To do this, CAIS is going into the more lucrative business services arena, providing bundled broadband connectivity to businesses around the country. The carrier plans to keep its 17,000 Web hosting customers.

Lee, formerly the chief business development officer at TelePacific Communications, quickly realized that CAIS had a lot of bandwidth to throw around nationwide but wasn’t getting it out to the right customers.

“There are only a few nationwide independent services providers that can boast of a data network of this size and flexibility,” Lee said. “As we reassessed the company’s business strategy in light of current market conditions, CAIS’ status as a tier-one ISP revealed a significant opportunity to expand its customer base and enable the company to achieve positive cash flow.”

A Tier 1 provider with OC-3 to OC-12 lines traversing the country from West to East Coast, the carrier was having a very difficult time keeping its state-of-the-art network lit up with data.
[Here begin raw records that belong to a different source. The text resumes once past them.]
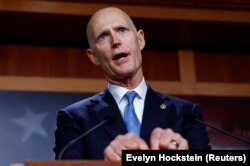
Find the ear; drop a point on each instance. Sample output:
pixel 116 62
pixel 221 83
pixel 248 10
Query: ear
pixel 92 56
pixel 141 39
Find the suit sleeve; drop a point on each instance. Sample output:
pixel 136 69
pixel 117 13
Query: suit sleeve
pixel 195 132
pixel 67 129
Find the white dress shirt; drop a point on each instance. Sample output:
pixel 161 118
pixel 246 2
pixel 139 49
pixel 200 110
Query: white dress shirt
pixel 118 93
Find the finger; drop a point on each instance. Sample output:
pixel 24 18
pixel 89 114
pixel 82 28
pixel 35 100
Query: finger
pixel 155 139
pixel 183 144
pixel 134 142
pixel 110 155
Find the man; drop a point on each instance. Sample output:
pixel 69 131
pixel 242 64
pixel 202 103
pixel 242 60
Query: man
pixel 161 121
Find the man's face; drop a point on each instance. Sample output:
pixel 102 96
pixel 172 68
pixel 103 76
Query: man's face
pixel 116 45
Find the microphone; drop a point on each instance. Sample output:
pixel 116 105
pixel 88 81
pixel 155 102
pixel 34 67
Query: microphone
pixel 193 117
pixel 110 119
The business switch comes with a painful $182.8 million charge, as the carrier is forced to write-down a significant portion of its capital costs and contract rights associated with the hotels and residential service.

Hotels, the cornerstone of CAIS’ now-scrapped business plan, were unable to interest customers to use the bandwidth available. Officials plan to start turning off service to hotels in small cities that can’t guarantee a certain level of usage and revenues.

Another anchor in for CAIS was the residential markets it sought to capture with multi-family units like apartments and condominiums. Officials conceded the return on investment was meager, stating that “substantially all” multi-family services would be discontinued.

Now the biggest question remains: can CAIS Internet make the turnaround in time to avoid financial ruin?

Since September, 2000, the company has been making staff reductions from its high of 801 employees to less than half that number. The company has also written IOUs to vendors, promising that its principal payments would be met in 2002 and 2003.

Accountants would or could not say how much the reductions and deferred payments would save the company in 2001, saying only they expected “significant cost savings.”

Time is running out for CAIS. With a cash balance of only $68.6 million in late December, 2000, officials refused to say how much was in the coffers currently. They did say the company would need additional capital in the form of investment or debt financing by late second quarter 2001.

CAIS closed on Wall Street Thursday afternoon at 60 cents a share.